Grimm v. Glocester County School Board: The Gloucester County School Board refused to allow Gavin Grimm, as a transgender male, to use the boys restrooms at Gloucester County High School. Grimm changed his first name to Gavin and expressed male identity in all aspects of his life. At first, the school allowed him to use the boys bathroom. But once word got out, the Gloucester County School Board faced intense backlash from parents, and they ultimately adopted a policy under which students could only use restrooms matching their “biological gender.”

This is an appeals case that was heard in the United States Court of Appeals for the Fourth Circuit. The opinion of the court was written by Circuit Judge Floyd, who stated: “At the heart of this appeal is whether equal protection and Title IX can protect transgender students from school bathroom policies that prohibit them from affirming their gender. We join a growing consensus of courts in holding that the answer is resoundingly yes…”

The Court concluded the following: “Grimm’s four years of high school were shaped by his fight to use the restroom that matched his consistent and persistent gender identity. In the face of adults who misgendered him and called him names, he spoke with conviction at two Board meetings. The solution was apparent: allow Grimm to use the boys restrooms, as he had been doing without incident. But instead, the Board implemented a policy that treated Grimm as “questioning” his identity and having “issues,” and it sent him to special bathrooms that might as well have said “Gavin” on the sign…

“…The proudest moments of the federal judiciary have been when we affirm the burgeoning values of our bright youth, rather than preserve prejudices of the past…. How shallow a promise of equal protection that would not protect Grimm from the fantastical fears and unfounded prejudices of his adult community.

“It is time to move forward. The district court’s judgement is AFFIRMED.”

There has apparently been some confusion about this executive order regarding school sports. USA TODAY provided an easy to understand explanation. The order states that discrimination against LGBTQ people “overlaps with other forms of discrimination, including discrimination on the basis of race or disability,” as spelled out in Title VII of the Civil Rights Act of 1964.

According to USA TODAY, the White House stated that the executive order does not tie an education institution’s federal funding to allow biological male athletes access to women’s sports teams and scholarships. In other words, this part of the statement means that a person who was assigned male at birth, and who identifies as male, should not play on a girl’s or women’s sports team. They should play on the boy’s or men’s team.

The executive order mandates that all students, including transgender students, be able to learn without facing sex discrimination, and as part of that, transgender women should compete on female teams.

In short, Biden’s executive order provides people who are LGBTQIA+ the same protections from discrimination that people who happen to match the gender they were assigned at birth receive. It is important to emphasize that giving people who are LGBTQIA+ these protections does not take anything away from people who are cis-gendered.
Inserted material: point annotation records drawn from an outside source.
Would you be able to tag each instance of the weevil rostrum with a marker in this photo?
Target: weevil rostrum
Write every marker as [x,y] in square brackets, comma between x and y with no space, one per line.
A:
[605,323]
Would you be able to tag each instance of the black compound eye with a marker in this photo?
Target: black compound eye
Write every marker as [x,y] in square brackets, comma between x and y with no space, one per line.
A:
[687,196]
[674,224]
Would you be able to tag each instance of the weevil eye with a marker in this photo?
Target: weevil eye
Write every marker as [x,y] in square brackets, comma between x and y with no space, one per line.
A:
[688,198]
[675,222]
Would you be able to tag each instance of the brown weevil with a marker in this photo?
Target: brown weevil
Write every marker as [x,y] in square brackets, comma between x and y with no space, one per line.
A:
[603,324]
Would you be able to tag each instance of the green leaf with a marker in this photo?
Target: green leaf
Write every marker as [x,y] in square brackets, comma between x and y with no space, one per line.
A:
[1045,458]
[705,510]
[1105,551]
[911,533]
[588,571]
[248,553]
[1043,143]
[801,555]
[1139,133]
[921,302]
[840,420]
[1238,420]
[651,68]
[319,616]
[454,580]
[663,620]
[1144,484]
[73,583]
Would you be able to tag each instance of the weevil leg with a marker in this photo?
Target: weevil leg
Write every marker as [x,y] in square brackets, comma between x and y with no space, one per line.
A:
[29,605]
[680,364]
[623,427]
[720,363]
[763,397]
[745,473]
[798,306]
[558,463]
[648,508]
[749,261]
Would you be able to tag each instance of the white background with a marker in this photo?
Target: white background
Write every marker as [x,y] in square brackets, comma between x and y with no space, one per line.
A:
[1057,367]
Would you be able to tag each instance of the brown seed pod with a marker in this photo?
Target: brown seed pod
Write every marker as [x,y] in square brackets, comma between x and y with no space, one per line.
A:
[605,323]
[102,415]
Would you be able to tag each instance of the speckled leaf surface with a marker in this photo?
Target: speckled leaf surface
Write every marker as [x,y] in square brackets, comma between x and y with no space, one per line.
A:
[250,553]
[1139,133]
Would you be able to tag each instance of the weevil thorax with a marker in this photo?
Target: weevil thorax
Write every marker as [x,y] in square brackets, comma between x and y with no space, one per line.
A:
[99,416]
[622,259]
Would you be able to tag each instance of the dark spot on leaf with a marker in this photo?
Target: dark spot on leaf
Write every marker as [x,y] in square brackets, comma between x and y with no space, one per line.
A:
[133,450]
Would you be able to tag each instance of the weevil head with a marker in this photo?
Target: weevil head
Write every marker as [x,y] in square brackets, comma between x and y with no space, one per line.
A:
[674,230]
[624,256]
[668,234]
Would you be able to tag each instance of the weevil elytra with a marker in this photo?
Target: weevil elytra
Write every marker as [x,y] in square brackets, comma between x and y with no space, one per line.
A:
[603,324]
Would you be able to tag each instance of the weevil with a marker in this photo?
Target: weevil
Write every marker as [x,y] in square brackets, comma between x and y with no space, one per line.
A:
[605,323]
Keep in mind that presidential executive orders that are based on appropriate authority have the force and effect of law. I have clearly stated the appropriate authority that the executive order draws from. States that decide to refuse to provide LGBTQIA+ people with the appropriate protections will find themselves facing lawsuits – which they will lose – because the order prohibits discrimination based on gender identity or sexual orientation.